Find the 4th Taylor polynomial, P4, generated by f(x) = 1/x at center a = 2 ?
just plug and chug
f(x) = f(2) + f'(2)(x-2)/1! + ...
f(2) = 1/2
f'(2) = -1/x^2 = -1/2^2 = -1/4
f"(2) = 2/x^3 = 1/4
f(3)(2) = -6/x^4 = -3/8
f(4)(2) = 24/x^4 = 3/4
f(x) = 1/2 + (-1/4)(x-2)/1! + (1/4)(x-2)^2/2! + (-3/8)(x-2)^3/3! + (3/4)(x-2)^4/4! + ...
= 1/2 - 1/4 (x-2) + 1/8 (x-2)^2 - 1/16 (x-2)^3 + 1/32 (x-2)^4 + ...

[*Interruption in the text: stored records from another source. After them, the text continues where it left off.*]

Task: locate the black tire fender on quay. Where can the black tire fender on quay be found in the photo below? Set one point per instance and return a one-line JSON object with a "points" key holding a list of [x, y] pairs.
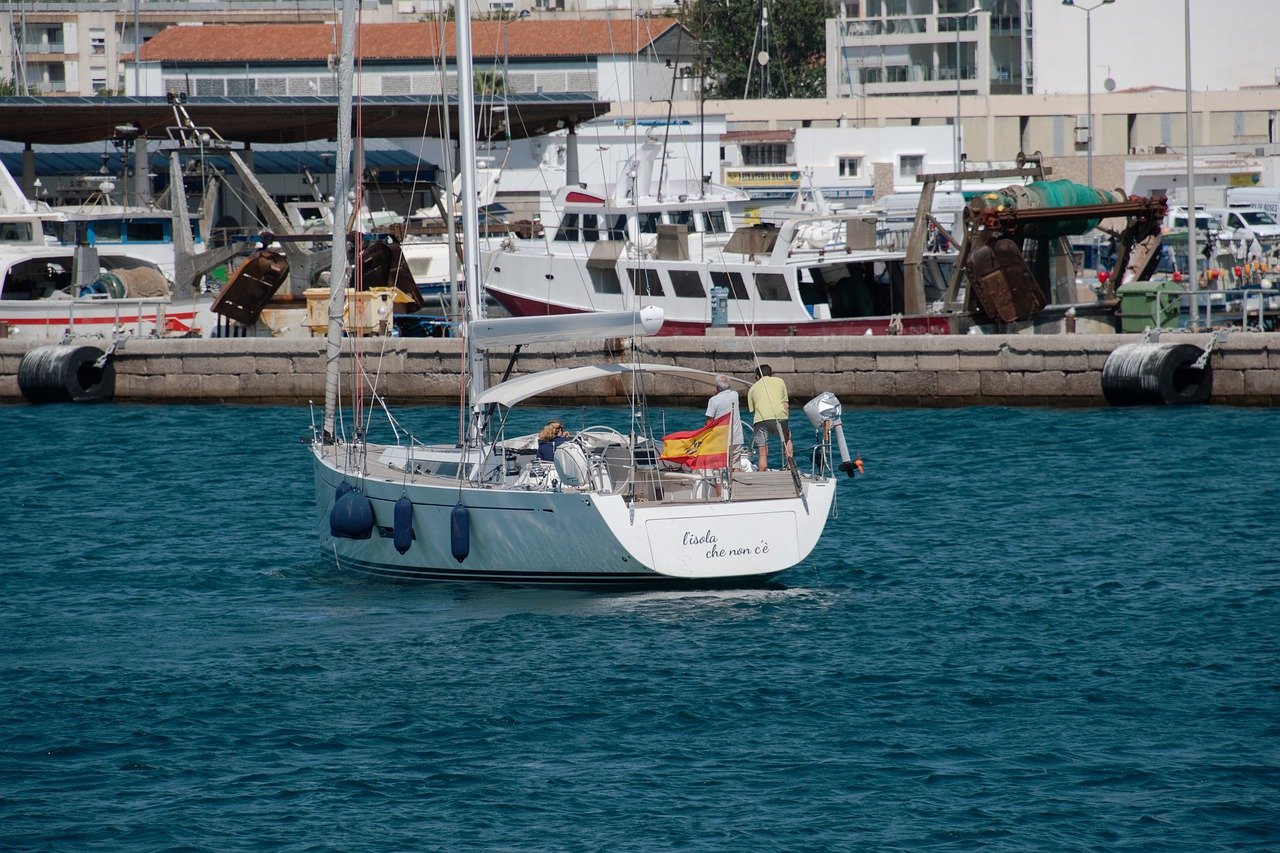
{"points": [[1153, 374], [65, 373]]}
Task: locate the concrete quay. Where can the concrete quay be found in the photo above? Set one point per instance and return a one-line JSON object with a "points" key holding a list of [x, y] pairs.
{"points": [[917, 370]]}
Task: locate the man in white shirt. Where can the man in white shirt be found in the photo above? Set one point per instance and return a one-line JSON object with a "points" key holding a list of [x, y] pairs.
{"points": [[723, 402]]}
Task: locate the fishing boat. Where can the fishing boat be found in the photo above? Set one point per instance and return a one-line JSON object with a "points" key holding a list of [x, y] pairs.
{"points": [[50, 290], [604, 512]]}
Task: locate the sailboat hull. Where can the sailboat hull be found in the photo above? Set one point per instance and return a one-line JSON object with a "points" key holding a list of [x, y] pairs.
{"points": [[570, 538]]}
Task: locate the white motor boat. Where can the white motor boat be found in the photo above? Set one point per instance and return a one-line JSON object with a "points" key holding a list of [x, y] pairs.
{"points": [[647, 241]]}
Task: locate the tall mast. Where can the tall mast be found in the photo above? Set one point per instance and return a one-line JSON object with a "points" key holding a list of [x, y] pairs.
{"points": [[467, 174], [341, 214]]}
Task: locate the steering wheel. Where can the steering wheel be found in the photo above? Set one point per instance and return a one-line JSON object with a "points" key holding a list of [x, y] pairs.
{"points": [[599, 430]]}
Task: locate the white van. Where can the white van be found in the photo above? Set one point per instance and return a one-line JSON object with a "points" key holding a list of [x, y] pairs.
{"points": [[1246, 224], [1264, 197]]}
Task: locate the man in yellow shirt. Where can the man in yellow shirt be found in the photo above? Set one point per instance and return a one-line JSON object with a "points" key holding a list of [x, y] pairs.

To find the 4th Taylor polynomial, P4, generated by f(x) = 1/x at center a = 2, we can use the Taylor series expansion formula:
Pn(x) = f(a) + f'(a)(x - a) + (1/2!)f''(a)(x - a)^2 + (1/3!)f'''(a)(x - a)^3 + ... + (1/n!)f^n(a)(x - a)^n
To apply this formula to f(x) = 1/x at center a = 2, we need to find the derivatives of f(x) and evaluate them at x = 2:
f'(x) = -1/x^2
f''(x) = 2/x^3
f'''(x) = -6/x^4
f^(4)(x) = 24/x^5
Now we can substitute these derivatives into the Taylor series formula:
P4(x) = f(2) + f'(2)(x - 2) + (1/2!)f''(2)(x - 2)^2 + (1/3!)f'''(2)(x - 2)^3 + (1/4!)f^(4)(2)(x - 2)^4
Let's calculate each term:
f(2) = 1/2 = 0.5
f'(2) = -1/(2^2) = -1/4 = -0.25
f''(2) = 2/(2^3) = 2/8 = 0.25
f'''(2) = -6/(2^4) = -6/16 = -0.375
f^(4)(2) = 24/(2^5) = 24/32 = 0.75
Now we can substitute these values into the Taylor polynomial:
P4(x) = 0.5 - 0.25(x - 2) + (1/2!)(0.25)(x - 2)^2 + (1/3!)(-0.375)(x - 2)^3 + (1/4!)(0.75)(x - 2)^4
Simplifying this expression will give you the 4th Taylor polynomial, P4, generated by f(x) = 1/x at center a = 2.